Rodrone was hanging in space, yet it was not space as he knew it. It was atomic space, where energies hum and flash with an urgency not known in the slow-moving macrocosm. Although there was no sound, he heard things with his mind—in fact he had no body. He heard a huge grinding noise, which his instinct told him was the change in quantic states of subatomic particles. Then he penetrated further into the great swirl of the atomic galaxy, extending his mind into the very atoms themselves.

Worlds existed within those atoms. They were not the same as planets, there was nothing corresponding to that spatial phenomenon, but they were analogous. And in these worlds, analogy creatures lived.

He recognized that these creatures were identical to the creatures of the macrogalaxy, in that there was a one-to-one relationship. He could not understand how the relationship was maintained, or how the one remained always identical to the other—but what, after all, was cause and effect? Physics had already proved that they didn’t exist.

With a thrill, he realized that this was the world of possible change. This was the meaning of indeterminacy. There was a hint of split paths, as a result of which mutually contradictory events existed simultaneously.

This was the point of contention.
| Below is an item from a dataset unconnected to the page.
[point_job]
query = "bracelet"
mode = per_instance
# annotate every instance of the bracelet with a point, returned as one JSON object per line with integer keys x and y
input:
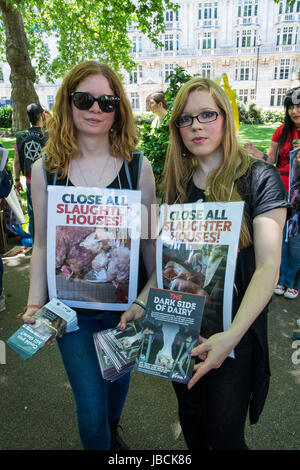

In the macrocosm only one out of all the possibilities could become actual. The makers of the lens had carefully prepared their drama and written the script of galactic history, but they had been unable to eradicate indeterminacy from the atomic world. Thus they were faulted by the nature of things. Thiswhirl, Rodrone saw, was becoming the rogue galaxy, splitting up into its own fragmentary playlets as the cancerous energies of man radiated through the Hub. And this was what he wanted! In that disorganized Hub, nearly everything that could happen did happen somewhere. So what if some of it was bizarre? He thought of the deadliners, of Mard Sinnt and his son… but even so, it pleased him more than the vast, orderly system that the Streall wished to institute at the behest of the makers of the lens. The indeterminacy of the atomic world was what made the lens—and through it the real world, the macrocosm—subject to alteration by the action of purely mental forces. All that was needed, in fact, was to cross the protective force-field surrounding it. This the Streall had done—unwittingly, for the both of them! Rodrone felt the presence of the Streall philosopher now, like a powerful, adult system of mental vectors arrowing through the abstract, evanescent realm, bent on change. He intended to enter the past and form a mirror-barrier around an electron that somehow had become too energetic. In this way he could prevent the spread of man.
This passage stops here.